Students and student-athletes alike gathered in the Wellin Museum to hear a discussion centered around the compensation of student-athletes in college sports, marking the opening Common Ground event for the academic year. The panel discussion consisted of three distinguished individuals in the athletic industry: moderator Jeremy Foley, panelist Jim Cavale and panelist Amy Privette Perko. Foley served as director of athletics at the University of Florida for 25 years. Cavale acts as the current chairman and founder of Athletes.org, a college athletics players association that works to help student-athletes negotiate their playing terms. He also built and sold a business titled INFLCR (pronounced “Influencer”) that helps student-athletes build and manage a social media presence. Privette Perko is CEO of the Knight Commission on Intercollegiate Athletics, a think tank working to prioritize athletes’ overall success, particularly related to health and academics.
To begin the Common Ground panel, Foley opened the floor to ask why there are so many competing interests in Division I (DI) sports. Foley set the stage by offering a range of profits college sports are currently generating. According to Foley, the March Madness Basketball Tournament reportedly made 1.1 billion dollars in revenue this past year alone. However, tournament earnings are not the only way money is being brought into the collegiate athletic industry. With the ability to profit off of name, image and likeness, players are able to take advantage of a new field of pay-to-play. Foley also reported how coaches benefit from the monetary gains of the athletic sphere, with some making up to 13 million dollars from the performance of their players and the success of their team. These significant profits that coaches receive are part of the push from student athletes to want to receive profits, too.
Moving further into the discussion, Foley posed a question: how did we get to where we are in the “Wild West” of college sports regarding who gets paid in college sports? Privette Perko opened by stating that due to lack of leadership from the inside of the organization of college athletics, “the courts are deciding the future in college sports.” A 2008 case that awarded money to a student athlete for their name, image and likeness that was used in a video game effectively opened a floodgate of opportunities and began a string of cases. However, policy change has been a very slow process. Cavale touched on how it should not be a system where “one big sport [football] funds others,” because it is not fair for the money one sport makes to go wholly to other teams. One argument for the need to compensate college athletes is that past college athletes are reportedly owed about 2.1 billion dollars. 20 to 22 million dollars is going to come out of the collective revenue of DI colleges to begin to compensate these past athletes.
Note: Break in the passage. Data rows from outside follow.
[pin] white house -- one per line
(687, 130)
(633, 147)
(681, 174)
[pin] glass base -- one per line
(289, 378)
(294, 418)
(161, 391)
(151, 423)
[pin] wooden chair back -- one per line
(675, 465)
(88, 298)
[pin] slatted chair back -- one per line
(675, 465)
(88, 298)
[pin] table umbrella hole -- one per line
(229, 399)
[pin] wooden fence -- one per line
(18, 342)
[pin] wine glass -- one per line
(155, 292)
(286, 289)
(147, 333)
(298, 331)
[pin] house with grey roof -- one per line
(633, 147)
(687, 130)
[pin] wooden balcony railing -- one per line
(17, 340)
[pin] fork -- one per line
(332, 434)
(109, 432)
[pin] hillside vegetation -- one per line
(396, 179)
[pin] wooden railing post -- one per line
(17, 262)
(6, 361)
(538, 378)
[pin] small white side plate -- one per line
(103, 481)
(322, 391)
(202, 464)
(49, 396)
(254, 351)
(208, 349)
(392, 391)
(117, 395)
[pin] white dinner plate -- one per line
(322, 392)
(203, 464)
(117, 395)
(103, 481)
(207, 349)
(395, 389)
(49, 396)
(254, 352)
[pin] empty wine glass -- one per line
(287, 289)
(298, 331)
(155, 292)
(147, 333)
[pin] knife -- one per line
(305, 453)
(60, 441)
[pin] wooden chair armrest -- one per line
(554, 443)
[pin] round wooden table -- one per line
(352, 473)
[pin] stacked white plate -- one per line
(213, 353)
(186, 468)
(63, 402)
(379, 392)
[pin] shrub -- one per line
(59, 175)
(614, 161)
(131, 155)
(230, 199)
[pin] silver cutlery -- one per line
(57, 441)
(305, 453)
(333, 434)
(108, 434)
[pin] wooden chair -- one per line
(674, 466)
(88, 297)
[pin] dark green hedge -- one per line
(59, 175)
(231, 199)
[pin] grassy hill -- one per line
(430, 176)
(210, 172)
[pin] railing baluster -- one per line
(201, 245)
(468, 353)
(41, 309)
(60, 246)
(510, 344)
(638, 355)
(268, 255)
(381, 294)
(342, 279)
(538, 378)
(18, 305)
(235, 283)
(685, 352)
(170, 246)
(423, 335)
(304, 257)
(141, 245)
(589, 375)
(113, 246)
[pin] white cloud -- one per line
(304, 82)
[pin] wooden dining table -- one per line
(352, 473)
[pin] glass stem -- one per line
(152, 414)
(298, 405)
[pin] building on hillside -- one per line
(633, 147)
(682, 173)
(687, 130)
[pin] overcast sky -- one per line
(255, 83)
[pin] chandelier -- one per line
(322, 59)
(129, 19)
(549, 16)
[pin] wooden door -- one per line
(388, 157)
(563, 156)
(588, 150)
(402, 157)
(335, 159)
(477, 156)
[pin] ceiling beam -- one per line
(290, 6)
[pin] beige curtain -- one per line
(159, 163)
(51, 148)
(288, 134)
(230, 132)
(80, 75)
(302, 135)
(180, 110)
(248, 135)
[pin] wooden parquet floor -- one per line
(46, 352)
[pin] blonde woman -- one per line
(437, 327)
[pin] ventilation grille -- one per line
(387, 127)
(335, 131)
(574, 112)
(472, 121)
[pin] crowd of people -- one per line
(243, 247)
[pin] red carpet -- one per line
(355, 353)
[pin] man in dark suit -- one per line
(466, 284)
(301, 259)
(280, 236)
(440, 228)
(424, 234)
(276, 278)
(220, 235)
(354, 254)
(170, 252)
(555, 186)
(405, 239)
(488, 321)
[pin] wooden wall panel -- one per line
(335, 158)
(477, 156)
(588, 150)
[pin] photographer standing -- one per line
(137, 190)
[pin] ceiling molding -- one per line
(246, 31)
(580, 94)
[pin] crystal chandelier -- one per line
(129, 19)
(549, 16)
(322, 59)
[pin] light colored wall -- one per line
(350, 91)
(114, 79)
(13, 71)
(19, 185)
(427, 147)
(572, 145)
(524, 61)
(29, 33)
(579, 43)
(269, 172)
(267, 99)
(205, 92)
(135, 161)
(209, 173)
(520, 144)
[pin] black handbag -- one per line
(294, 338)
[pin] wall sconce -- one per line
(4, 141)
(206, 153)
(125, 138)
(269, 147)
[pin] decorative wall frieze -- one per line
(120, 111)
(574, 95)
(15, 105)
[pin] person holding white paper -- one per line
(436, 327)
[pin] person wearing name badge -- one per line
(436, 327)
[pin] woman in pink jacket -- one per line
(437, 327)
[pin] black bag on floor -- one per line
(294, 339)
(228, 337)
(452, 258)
Foley then posed the question of who should be leading the total enterprise of college athletics. Cavale jumped in, mentioning that the increase in funding in college athletics is what is helping to attract star talent to different teams. Cavale stated that in college sports, “the enterprise is looking out for itself” and athletes are getting a smaller slice of the pie. Without any sort of resolution or partnership between athletes and the colleges, Cavale warned that “there will continue to be lawsuits” from athletes attempting to gain their cut of profits. Privette Perko added that these decisions must focus on “putting the athletes at the center.” Currently, Privette Perko mentioned how 60 to 70 large entity schools are contributing to a one-size-fits all approach that will heavily outweigh the needs of smaller schools along with other sports. Privette Perko warned that going down this path without a development of a “separate entity” for football will result in “lost opportunity with some of those other sports if we move forward with the path that has been drawn out.” Cavel then argued that football players should not pay for everything, but if it was “run like a business,” then enough money could be made to continue football, pay its players, and benefit other sports through new opportunities such as media deals. Privette Perko added that “to begin addressing the problems that are there you have to start with the structure,” because football needs its own entity as its “highly commercial.” Privette Perko closed her argument by saying that what college athletics really needs to be doing is putting “more athlete voices in power.”